The mortar flotilla had been established by the Navy to neutralize forts St. Philip and Jackson which protected New Orleans, Louisiana against attack from the sea. Owasco was one of seven steamers assigned to the flotilla to tow the schooners and help them navigate safely in the tricky currents of the Mississippi River. In mid-April she and her sister steamers moved the schooners into position below the forts. On the 18th, when the mortars opened fire on the Southern positions, the steamers supported the attack with flat trajectory fire until, six days later, David Farragut led his deep draft vessels in a historic dash past the Confederate heavy works. The following day New Orleans fell, depriving the South of its largest city and greatest industrial and commercial center. One of Owasco's sailors, Quartermaster Edward Farrell, was awarded the Medal of Honor for his part in the battle.

When Farragut ascended the Mississippi for the second time, Owasco helped to tow the schooners up river to a position just below Vicksburg, Mississippi from which they bombarded the Confederate cliffside batteries 28 June as Farragut raced under the Southern guns to join the Western Gunboat Flotilla above Vicksburg.

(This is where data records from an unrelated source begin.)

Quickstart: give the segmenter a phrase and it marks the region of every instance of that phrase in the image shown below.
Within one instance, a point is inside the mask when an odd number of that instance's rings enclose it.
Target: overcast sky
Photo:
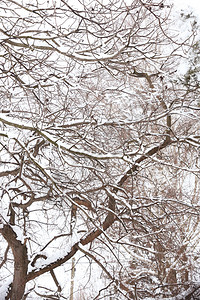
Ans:
[[[192,8],[194,14],[200,19],[200,1],[199,0],[173,0],[179,9]]]

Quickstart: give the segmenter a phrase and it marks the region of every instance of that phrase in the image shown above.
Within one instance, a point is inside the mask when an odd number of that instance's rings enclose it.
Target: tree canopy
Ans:
[[[196,19],[183,34],[160,0],[0,12],[1,294],[198,299]]]

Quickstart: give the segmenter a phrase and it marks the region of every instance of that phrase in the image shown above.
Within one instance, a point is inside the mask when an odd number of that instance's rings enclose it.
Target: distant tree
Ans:
[[[171,9],[1,1],[5,299],[68,299],[75,256],[105,280],[81,299],[198,293],[200,108],[176,75],[197,41]]]

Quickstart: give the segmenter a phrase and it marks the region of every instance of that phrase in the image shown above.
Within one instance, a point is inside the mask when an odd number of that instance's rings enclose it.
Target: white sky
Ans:
[[[172,0],[179,9],[192,8],[194,14],[198,16],[200,20],[200,1],[199,0]]]

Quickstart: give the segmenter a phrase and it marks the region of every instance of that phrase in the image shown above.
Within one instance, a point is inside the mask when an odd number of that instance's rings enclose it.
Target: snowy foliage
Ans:
[[[0,11],[4,298],[197,295],[198,20],[158,0]]]

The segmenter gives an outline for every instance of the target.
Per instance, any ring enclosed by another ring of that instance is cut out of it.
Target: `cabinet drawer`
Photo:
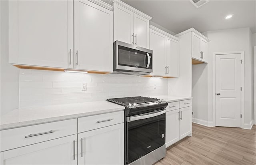
[[[192,100],[191,99],[182,100],[180,101],[180,108],[189,107],[192,105]]]
[[[76,133],[76,119],[1,131],[1,151]]]
[[[78,118],[78,133],[124,122],[124,111]]]
[[[166,111],[170,111],[173,110],[177,109],[179,108],[180,104],[179,101],[173,102],[168,103],[168,105],[166,107]]]

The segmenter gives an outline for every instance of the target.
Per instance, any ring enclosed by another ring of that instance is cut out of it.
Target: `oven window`
[[[118,46],[118,65],[132,67],[146,68],[148,64],[146,53]],[[152,54],[149,54],[152,60]],[[152,69],[150,62],[148,69]]]
[[[126,161],[128,163],[165,143],[165,113],[127,122],[126,124]]]

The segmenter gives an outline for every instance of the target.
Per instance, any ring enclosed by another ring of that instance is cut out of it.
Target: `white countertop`
[[[192,98],[168,95],[149,96],[170,103]],[[1,117],[0,130],[122,111],[124,107],[103,101],[14,109]]]
[[[162,95],[151,96],[154,98],[156,98],[159,99],[164,99],[165,101],[168,103],[172,102],[178,101],[181,100],[184,100],[192,99],[191,97],[188,96],[174,96],[168,95]]]
[[[123,106],[105,101],[17,109],[1,116],[0,129],[120,111],[124,109]]]

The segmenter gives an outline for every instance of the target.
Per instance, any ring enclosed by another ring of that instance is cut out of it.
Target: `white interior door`
[[[240,127],[241,54],[217,55],[216,125]]]

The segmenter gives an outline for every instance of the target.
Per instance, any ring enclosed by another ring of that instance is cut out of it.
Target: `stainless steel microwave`
[[[153,51],[119,41],[114,47],[114,73],[146,75],[152,72]]]

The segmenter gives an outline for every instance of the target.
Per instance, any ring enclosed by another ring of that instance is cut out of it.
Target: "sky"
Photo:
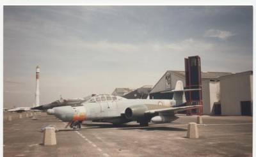
[[[4,107],[155,85],[200,56],[202,71],[253,69],[252,6],[4,6]]]

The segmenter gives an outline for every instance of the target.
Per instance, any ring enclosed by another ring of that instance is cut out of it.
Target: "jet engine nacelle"
[[[175,120],[177,118],[177,117],[174,116],[157,116],[152,117],[151,121],[154,123],[164,123],[171,122]]]
[[[143,117],[145,111],[148,108],[146,105],[138,105],[129,107],[125,109],[125,116],[128,119],[136,119]]]

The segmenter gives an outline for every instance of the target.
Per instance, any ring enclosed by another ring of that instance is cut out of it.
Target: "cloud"
[[[236,34],[234,34],[230,31],[211,29],[206,31],[204,36],[205,37],[215,37],[221,40],[226,40],[228,38],[234,35],[236,35]]]

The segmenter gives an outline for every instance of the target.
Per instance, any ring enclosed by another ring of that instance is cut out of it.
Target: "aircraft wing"
[[[202,105],[190,105],[190,106],[185,106],[185,107],[172,107],[172,108],[166,108],[150,110],[146,111],[145,112],[145,114],[154,114],[156,112],[158,112],[158,113],[173,112],[175,111],[182,111],[182,110],[195,109],[195,108],[197,108],[200,107],[202,107]]]

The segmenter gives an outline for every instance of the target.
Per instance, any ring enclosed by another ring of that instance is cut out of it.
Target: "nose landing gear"
[[[73,129],[81,129],[81,123],[82,122],[79,121],[72,121],[69,126]]]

Owasco participated in the bombardment and capture of Galveston, Texas 3 October; but, on New Year’s day, was driven out of that port by Confederates in cotton clad steamers.

After continuing blockade duty, she participated in the joint Army-Navy capture of Brazos, Texas 3 November 1863. She captured the English schooner Fanny 19 April 1864, carrying cargo for Confederate General Magruder from Havana. She continued to serve along the coast of Texas through the end of the war.

She decommissioned at New York Navy Yard 12 July 1865 and was sold at auction at New York 25 October 1865.